Revelation 10:8–11 (NKJV)

After seeing the great angel holding the little book speak amidst the seven thunders, and then calling for the sounding of the seventh trumpet, John is then given further instructions concerning the little book.

8 Then the voice which I heard from heaven spoke to me again and said, “Go, take the little book which is open in the hand of the angel who stands on the sea and on the earth.”
9 So I went to the angel and said to him, “Give me the little book.”
And he said to me, “Take and eat it; and it will make your stomach bitter, but it will be as sweet as honey in your mouth.”
10 Then I took the little book out of the angel’s hand and ate it, and it was as sweet as honey in my mouth. But when I had eaten it, my stomach became bitter. 11 And he said to me, “You must prophesy again about many peoples, nations, tongues, and kings.”

Revelation 10:8-11

In this passage, John is instructed to ask for the little book and to eat it, similar to the command of God to Ezekiel in chapter 3 of his prophetic book. This command symbolizes the call to prophetic ministry, especially that prophecy that must be internalized and embraced by the prophet for its eschatological importance. John obeys the command to take the book by going and asking the great angel for the book that is open in the hands of the angel. This book could be the completely unsealed book or scroll from Revelation 5, or it could simply be a new book in the narrative of the vision. Since the contents of the Revelation 5 book were not actually revealed, only the actions accompanying the breaking of the seals, this could be that same book. The Lamb has broken the seals, and now its contents could be revealed to mankind. However, this is not certain. What is certain, however, is that this book, internalized and digested by John, is sweet to the mouth but bitter to the stomach. Being called to prophesy for the Most Holy God is a high honor and makes one feel the importance and joy of the act of commissioning. To be called by God is the highest calling of any on earth. However, the content of the book would prove to be dark and ominous, with curses and dread coming from that book. This is the bitter pill that must be swallowed when one accepts the call of God to speak judgment over the evil rebels that reject God and must come under His punishment.

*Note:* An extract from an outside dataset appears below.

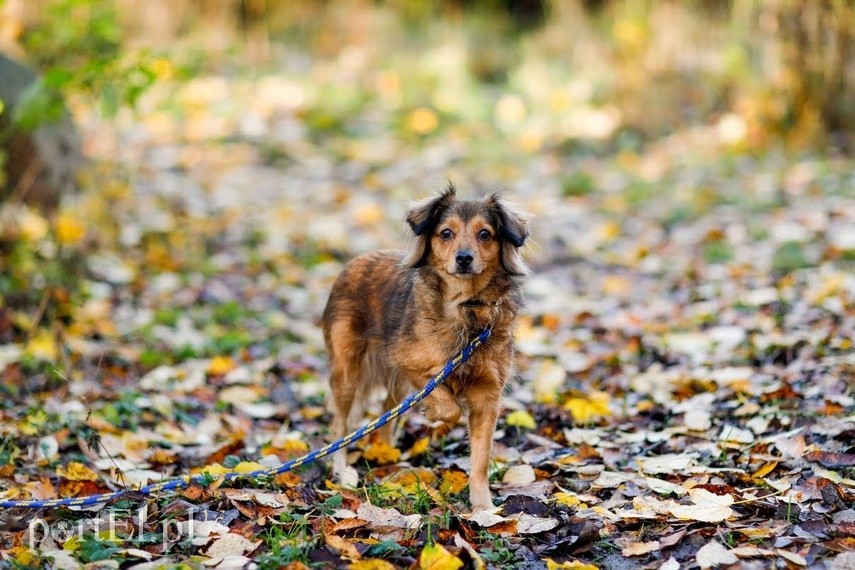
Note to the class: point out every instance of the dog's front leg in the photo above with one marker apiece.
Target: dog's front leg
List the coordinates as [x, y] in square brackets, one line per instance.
[483, 413]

John is happy to answer the call and commission of God, but soon realizes that the message he must deliver is sad and dreadful. This message is supposed to have been sealed by Daniel, and perhaps runs parallel to the message of Ezekiel in its mode of delivery to the prophet. This message is the unfolding of words from God through the ages, and is now coming to fruition in this moment of John’s calling to deliver it. John is further told that this message must be delivered to “peoples, nations, tongues, and kings.” John is commissioned to speak to world leaders and countries around the world that have not responded to the Christian gospel. He is to denounce their wickedness and call them to repentance. While multiple attempts at this have failed because of the hardness of their hearts, this message of judgment is given, but will likely go unheeded as well. John is given a nearly impossible task, and he knows it. This is the bitterness of calling the sinful to repentance. While the message is powerful and liberating, the prophet or preacher knows that many will not accept and be saved. The sweet message of salvation is joyful, but the rejection of the gospel is not only bitter because of the rejection, but also because of the judgment that will come upon those who reject it. Preachers preach praying and hoping for repentance and salvation, but the bitter stomach comes from those who need Jesus, but do not accept Jesus. We preach because we are called, but we mourn over those who refuse the blessed gift of grace. Yet we preach still, because the sweet calling is greater in our minds than the bitter rejection. At least some are saved, and that sweet payoff is worth the risk of bitter rejection.